St. Luke's Hospital crews also learn to train a critical eye on commonly overlooked surfaces, for example, the backside of restroom stall doors.
"I tell them they almost need to sit on the toilet and look around to see what the person using it would see," Hicks says. "The same thing with the restroom door. Housekeepers often prop the door open with their carts and forget to look at the backside of that door or the corner behind it."
This hospital also employs ATP meters to quantify clean surfaces after workers are finished. ATP meters help teach workers what surfaces carry the most bacteria, adds Warner, who points out cleaners often don't recognize the worst places for germs. Their focus tends to be above the floor and on touch points, but an ATP meter typically shows a restroom's most germ-ridden spots as: floors; above-floor horizontal surfaces; and touch points.
"Cleaners are typically running around focusing on touch points and don't think about the other two surfaces," he says. "But any germ in the air ends up on the floor and on above-floor horizontal surfaces."
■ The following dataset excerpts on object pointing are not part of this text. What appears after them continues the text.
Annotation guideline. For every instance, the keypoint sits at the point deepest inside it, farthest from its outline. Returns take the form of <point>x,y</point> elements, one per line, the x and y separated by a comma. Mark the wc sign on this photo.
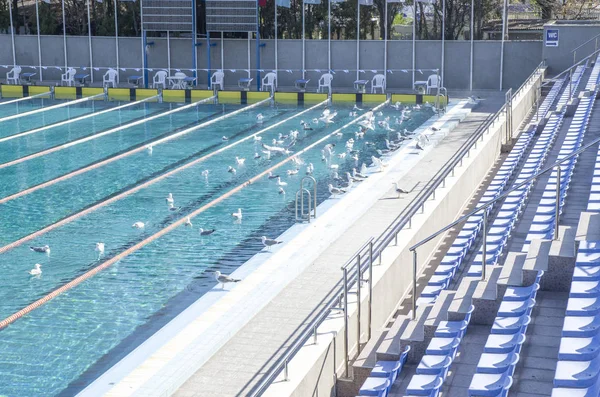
<point>551,37</point>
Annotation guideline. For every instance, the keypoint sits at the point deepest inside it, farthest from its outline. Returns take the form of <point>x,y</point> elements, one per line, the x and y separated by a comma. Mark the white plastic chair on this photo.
<point>270,80</point>
<point>13,75</point>
<point>378,82</point>
<point>160,78</point>
<point>217,79</point>
<point>432,83</point>
<point>325,82</point>
<point>68,77</point>
<point>110,77</point>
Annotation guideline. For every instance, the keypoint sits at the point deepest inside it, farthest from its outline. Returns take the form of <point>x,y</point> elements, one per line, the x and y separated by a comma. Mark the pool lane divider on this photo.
<point>146,184</point>
<point>66,122</point>
<point>101,134</point>
<point>26,98</point>
<point>45,109</point>
<point>181,221</point>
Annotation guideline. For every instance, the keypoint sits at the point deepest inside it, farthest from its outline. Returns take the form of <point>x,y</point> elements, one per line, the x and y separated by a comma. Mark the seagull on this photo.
<point>207,232</point>
<point>305,125</point>
<point>37,270</point>
<point>99,249</point>
<point>399,190</point>
<point>267,242</point>
<point>335,191</point>
<point>280,182</point>
<point>42,250</point>
<point>237,215</point>
<point>224,279</point>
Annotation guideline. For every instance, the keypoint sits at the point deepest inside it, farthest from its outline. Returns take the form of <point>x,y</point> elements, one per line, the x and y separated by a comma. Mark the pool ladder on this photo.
<point>305,213</point>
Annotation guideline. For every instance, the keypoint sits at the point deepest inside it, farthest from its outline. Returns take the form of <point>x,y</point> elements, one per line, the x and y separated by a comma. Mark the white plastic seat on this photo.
<point>13,75</point>
<point>217,79</point>
<point>110,78</point>
<point>325,82</point>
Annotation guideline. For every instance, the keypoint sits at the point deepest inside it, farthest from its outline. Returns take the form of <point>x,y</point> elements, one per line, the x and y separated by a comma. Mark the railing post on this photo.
<point>414,315</point>
<point>358,279</point>
<point>346,367</point>
<point>369,313</point>
<point>484,251</point>
<point>556,214</point>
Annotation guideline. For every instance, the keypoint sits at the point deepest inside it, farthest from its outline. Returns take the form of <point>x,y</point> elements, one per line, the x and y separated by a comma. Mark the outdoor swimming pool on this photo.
<point>95,190</point>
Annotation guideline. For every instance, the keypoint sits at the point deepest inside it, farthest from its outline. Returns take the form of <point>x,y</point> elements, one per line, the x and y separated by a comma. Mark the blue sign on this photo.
<point>551,37</point>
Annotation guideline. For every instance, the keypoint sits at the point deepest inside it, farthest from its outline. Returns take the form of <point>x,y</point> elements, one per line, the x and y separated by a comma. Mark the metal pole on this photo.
<point>169,52</point>
<point>12,32</point>
<point>484,251</point>
<point>64,33</point>
<point>303,42</point>
<point>329,35</point>
<point>414,311</point>
<point>414,34</point>
<point>358,280</point>
<point>116,37</point>
<point>37,19</point>
<point>346,366</point>
<point>369,313</point>
<point>443,40</point>
<point>275,2</point>
<point>556,215</point>
<point>472,38</point>
<point>90,43</point>
<point>357,39</point>
<point>504,20</point>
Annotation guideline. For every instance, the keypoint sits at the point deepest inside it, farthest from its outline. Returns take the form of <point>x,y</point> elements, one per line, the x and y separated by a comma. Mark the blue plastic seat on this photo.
<point>504,343</point>
<point>378,387</point>
<point>581,326</point>
<point>496,363</point>
<point>577,373</point>
<point>579,349</point>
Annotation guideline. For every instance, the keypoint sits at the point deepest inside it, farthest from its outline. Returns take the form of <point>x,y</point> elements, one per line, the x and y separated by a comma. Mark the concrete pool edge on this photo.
<point>211,330</point>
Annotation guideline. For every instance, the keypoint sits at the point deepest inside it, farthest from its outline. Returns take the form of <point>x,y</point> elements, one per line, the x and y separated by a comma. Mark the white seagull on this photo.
<point>237,215</point>
<point>37,270</point>
<point>267,242</point>
<point>224,279</point>
<point>42,250</point>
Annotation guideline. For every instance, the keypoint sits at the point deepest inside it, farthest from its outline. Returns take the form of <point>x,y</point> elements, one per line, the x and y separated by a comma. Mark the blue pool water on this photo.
<point>60,347</point>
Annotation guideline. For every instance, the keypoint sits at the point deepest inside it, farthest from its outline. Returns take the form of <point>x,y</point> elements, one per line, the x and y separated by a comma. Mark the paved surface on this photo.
<point>240,364</point>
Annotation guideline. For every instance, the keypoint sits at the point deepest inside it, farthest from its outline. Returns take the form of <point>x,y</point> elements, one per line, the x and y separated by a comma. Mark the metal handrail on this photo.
<point>371,251</point>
Floors especially need thorough disinfecting and workers should be taught as much. Bacteria counts on floors are typically 10 to 20 times higher than on touch points.
"Infectious diseases travel on the floor; it's their super highway," says Warner. "They travel that highway to work spaces, to your hands and from your hands to your mouth where they can spread disease."
As superbugs move into hospitals near you, cleaning operations must exercise some due diligence in chemical selection and training. As McFadden points out, "Failing to do so, and then having an outbreak occur, opens a hospital up to enormous liability."
Ronnie Garrett is a freelance writer based in Fort Atkinson, Wis.